Bitcoin: Is tighter scrutiny likely?
As bitcoin’s price continues its breakneck rally, tighter rules may be on the horizon, depending on who forms Joe Biden’s new team.
- Bitcoin price climbs back above US$27,500 on Wednesday (30 December 2020) after paring gains a day earlier
- The cryptocurrency and its peers have attracted swelling interest, shattering price records in recent months
- However, there could be stricter oversight of the nascent cryptocurrency industry in the US
- Proposed rules include requirements for traders to disclose their identities
Bitcoin price seesaws after winning streak
Bitcoin's price dropped to as low as US$26,111 at about 13:14 GMT+8 on Tuesday (29 December 2020).
Since then, prices have recovered over 6%, hitting US$27,698 at 08:29 GMT on Wednesday (30 December 2020).
The digital coin had blasted past US$28,000 to an all-time high on Sunday (27 December 2020). This prompted cryptocurrency exchange Luno’s Vijay Ayyar to say that bitcoin may be ‘very close to the top’, although it could still possibly hit US$30,000.
An inevitable pullback in bitcoin’s price will likely be smaller than previous corrections, Ayyar added, noting that ‘we might only see 10-15% drops’.
The US Securities Exchange and Commission (SEC) also recently accused Ripple Labs, which markets the XRP token, of misleading investors and failing to abide by regulations on offering unregistered digital assets.
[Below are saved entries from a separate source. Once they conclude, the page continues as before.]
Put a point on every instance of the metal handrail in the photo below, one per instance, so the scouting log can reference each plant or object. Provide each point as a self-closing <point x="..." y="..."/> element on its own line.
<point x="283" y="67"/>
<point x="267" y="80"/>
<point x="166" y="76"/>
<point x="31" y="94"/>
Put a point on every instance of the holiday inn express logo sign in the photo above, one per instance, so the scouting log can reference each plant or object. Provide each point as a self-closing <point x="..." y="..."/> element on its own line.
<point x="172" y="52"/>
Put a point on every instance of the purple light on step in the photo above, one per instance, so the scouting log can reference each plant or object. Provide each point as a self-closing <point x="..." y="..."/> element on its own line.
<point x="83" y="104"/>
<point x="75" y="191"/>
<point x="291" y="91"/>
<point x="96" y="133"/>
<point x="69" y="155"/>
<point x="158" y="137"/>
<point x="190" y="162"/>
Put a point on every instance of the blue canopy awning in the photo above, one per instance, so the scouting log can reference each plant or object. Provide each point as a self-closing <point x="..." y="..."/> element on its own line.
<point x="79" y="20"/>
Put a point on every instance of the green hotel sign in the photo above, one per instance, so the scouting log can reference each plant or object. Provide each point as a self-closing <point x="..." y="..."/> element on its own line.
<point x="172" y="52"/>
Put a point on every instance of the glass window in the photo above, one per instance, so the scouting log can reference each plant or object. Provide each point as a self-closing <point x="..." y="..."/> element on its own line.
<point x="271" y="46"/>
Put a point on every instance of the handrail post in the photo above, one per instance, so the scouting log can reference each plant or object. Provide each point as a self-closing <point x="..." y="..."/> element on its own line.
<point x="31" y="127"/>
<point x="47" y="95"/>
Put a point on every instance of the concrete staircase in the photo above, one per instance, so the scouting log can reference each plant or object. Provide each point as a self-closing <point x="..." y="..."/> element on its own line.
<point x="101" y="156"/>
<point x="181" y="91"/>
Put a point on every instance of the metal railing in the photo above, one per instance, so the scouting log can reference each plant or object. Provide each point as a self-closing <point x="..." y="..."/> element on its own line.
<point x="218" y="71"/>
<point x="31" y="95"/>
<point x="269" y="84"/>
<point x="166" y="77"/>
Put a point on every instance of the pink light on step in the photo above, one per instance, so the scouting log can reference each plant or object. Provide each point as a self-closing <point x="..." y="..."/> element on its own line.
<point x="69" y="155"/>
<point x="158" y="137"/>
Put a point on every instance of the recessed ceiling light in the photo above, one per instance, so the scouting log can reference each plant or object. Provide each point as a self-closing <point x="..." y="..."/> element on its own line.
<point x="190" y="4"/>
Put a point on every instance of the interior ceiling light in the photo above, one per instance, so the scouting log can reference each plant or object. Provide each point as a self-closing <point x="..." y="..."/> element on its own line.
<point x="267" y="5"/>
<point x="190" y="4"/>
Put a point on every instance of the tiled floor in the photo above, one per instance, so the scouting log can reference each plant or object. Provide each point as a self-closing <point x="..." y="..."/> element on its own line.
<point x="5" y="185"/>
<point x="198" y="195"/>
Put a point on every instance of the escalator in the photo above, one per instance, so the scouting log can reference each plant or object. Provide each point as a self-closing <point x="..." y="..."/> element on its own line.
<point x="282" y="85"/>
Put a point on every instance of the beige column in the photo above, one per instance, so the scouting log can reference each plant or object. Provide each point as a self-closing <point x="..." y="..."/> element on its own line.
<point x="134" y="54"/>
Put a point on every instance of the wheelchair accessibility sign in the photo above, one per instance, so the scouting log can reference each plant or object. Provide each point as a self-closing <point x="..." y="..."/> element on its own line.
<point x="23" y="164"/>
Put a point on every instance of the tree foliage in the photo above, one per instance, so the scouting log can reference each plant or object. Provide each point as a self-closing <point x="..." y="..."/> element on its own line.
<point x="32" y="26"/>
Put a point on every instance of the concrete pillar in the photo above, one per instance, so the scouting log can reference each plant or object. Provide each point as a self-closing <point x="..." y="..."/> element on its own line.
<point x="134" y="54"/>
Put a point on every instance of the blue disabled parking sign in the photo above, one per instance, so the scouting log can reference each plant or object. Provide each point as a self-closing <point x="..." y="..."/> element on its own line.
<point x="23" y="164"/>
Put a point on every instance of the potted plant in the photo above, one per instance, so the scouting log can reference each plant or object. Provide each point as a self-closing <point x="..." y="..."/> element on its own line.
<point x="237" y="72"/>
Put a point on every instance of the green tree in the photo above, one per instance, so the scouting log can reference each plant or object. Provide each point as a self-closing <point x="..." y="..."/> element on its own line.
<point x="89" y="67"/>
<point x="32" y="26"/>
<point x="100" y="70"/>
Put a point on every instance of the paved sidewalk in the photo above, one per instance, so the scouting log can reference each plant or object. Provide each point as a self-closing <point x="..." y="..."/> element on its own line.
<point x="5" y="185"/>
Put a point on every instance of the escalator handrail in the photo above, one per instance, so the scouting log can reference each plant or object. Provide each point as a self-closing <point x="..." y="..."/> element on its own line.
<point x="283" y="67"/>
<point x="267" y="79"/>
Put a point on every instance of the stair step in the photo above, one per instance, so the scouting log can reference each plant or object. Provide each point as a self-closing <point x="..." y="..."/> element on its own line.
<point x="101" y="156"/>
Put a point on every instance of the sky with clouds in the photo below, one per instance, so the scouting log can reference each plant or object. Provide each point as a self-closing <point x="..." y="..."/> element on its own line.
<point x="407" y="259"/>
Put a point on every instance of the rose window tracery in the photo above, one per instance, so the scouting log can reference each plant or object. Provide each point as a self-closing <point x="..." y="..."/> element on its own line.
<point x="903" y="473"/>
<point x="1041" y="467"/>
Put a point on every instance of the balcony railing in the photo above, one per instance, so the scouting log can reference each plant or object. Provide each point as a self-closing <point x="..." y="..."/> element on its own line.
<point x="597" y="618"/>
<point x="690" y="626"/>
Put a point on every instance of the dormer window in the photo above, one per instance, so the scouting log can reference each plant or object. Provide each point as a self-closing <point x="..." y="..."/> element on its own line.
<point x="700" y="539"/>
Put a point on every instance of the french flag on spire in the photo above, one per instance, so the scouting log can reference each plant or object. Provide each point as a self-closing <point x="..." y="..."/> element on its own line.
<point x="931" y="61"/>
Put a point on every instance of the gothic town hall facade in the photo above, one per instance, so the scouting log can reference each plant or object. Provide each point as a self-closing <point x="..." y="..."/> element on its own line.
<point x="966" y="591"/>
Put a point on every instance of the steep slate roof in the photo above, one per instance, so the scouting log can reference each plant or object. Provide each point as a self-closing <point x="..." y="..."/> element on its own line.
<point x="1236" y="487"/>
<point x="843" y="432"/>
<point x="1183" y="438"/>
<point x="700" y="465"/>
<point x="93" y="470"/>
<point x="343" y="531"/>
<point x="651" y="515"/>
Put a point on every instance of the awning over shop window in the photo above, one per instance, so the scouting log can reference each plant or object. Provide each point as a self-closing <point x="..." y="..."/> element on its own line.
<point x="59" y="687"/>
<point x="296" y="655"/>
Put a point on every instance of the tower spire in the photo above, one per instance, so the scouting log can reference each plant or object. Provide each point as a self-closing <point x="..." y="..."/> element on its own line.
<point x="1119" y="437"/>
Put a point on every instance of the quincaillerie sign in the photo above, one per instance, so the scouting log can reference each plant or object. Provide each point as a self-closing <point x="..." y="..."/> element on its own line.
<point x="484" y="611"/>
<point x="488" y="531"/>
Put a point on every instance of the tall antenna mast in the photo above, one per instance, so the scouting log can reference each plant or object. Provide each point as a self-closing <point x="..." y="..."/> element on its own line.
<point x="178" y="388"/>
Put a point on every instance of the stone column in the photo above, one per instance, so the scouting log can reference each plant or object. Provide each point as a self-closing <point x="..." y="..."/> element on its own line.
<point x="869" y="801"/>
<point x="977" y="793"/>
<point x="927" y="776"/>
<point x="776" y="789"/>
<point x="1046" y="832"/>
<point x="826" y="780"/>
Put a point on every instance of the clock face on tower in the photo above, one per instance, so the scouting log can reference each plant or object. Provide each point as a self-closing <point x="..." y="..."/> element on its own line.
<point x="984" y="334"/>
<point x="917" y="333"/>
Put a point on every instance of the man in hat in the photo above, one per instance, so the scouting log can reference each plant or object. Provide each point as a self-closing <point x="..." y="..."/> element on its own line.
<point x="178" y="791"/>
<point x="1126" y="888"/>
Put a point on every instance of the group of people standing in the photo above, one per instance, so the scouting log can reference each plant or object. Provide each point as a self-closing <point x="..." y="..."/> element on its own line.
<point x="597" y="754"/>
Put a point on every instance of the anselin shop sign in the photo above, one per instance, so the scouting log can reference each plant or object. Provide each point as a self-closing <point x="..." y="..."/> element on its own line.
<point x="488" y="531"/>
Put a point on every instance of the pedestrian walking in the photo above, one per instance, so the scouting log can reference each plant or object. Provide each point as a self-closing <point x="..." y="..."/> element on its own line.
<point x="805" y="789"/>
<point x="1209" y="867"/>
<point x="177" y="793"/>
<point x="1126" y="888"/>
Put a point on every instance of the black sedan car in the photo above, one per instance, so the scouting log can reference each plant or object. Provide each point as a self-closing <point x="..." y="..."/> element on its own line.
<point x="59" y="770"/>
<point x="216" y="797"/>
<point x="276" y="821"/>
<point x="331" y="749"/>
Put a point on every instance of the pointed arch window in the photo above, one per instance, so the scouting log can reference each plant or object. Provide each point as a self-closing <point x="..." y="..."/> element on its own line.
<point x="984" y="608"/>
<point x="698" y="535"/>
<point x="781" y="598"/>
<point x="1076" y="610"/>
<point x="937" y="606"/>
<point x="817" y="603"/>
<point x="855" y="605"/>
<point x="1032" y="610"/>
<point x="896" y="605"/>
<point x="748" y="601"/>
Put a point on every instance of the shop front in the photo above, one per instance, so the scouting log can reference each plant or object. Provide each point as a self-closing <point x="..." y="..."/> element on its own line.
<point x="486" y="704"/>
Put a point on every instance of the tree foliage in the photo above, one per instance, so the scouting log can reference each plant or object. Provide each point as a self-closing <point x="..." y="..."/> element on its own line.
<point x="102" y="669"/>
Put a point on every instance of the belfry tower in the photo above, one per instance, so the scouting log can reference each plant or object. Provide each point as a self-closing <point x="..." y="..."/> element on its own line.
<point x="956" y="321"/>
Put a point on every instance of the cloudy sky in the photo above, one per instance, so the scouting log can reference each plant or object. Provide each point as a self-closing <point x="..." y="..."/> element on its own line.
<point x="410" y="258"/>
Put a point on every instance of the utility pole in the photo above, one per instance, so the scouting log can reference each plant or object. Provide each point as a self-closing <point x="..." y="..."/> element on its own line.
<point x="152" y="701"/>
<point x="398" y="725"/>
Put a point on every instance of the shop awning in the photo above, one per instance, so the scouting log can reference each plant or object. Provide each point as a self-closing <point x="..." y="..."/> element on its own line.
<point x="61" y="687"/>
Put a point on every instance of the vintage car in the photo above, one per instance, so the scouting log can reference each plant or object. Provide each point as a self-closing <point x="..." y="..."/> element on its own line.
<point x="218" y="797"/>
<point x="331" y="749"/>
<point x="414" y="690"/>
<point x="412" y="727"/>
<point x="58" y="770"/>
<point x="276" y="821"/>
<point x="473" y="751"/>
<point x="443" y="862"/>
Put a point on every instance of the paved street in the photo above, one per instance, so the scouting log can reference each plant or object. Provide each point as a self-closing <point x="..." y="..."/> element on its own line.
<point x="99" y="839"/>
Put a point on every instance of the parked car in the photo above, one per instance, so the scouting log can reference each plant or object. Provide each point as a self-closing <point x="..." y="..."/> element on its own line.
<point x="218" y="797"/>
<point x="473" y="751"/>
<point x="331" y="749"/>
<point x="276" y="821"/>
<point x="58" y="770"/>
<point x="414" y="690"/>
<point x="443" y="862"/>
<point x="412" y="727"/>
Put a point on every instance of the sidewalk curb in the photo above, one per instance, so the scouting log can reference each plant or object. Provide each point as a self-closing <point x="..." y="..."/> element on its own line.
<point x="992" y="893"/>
As a result, investors have been moving to bitcoin and other digital currencies, said Ayyar.
In recent months, investors have rushed to cryptocurrencies like bitcoin to hedge against US dollar weakness and inflation risk amid massive stimulus injections. Still, critics continue to doubt the long-term viability of cryptocurrencies as stable assets.
Why crypto’s future may hinge on Biden’s administration
Regulators may also soon scrutinise the world’s biggest cryptocurrency more closely, following its whirlwind rally and near quadrupling in price this year.
Possible headwinds could come from Joe Biden’s incoming administration. The industry has generally faced challenges with Democrats, who prefer more regulation and oversight, said CoinShares’ Meltem Demirors.
On the other hand, the US’ top currency regulator, Brian Brooks, warned that the new administration may roll back regulations meant to protect consumers. For example, national banks were allowed this July to provide cryptocurrency custody services, but this might possibly come undone with Biden in the White House, according to Brooks.
Any measures will depend on who fills the administration’s main roles. For instance, Janet Yellen, Biden’s pick to helm the Treasury Department, has said she is ‘not a fan’ of bitcoin, calling it ‘highly speculative’. Yellen has also commented on cybersecurity concerns around anonymous cryptocurrencies.
Forbes’ Roger Huang posited that one avenue the administration could take is Treasury-based enforcements that severely restrict or even ban self-hosted cryptocurrency wallets.
Over at the SEC, bitcoin-friendly Gary Gensler may also possibly replace Jay Clayton, viewed as anti-crypto, as chairman.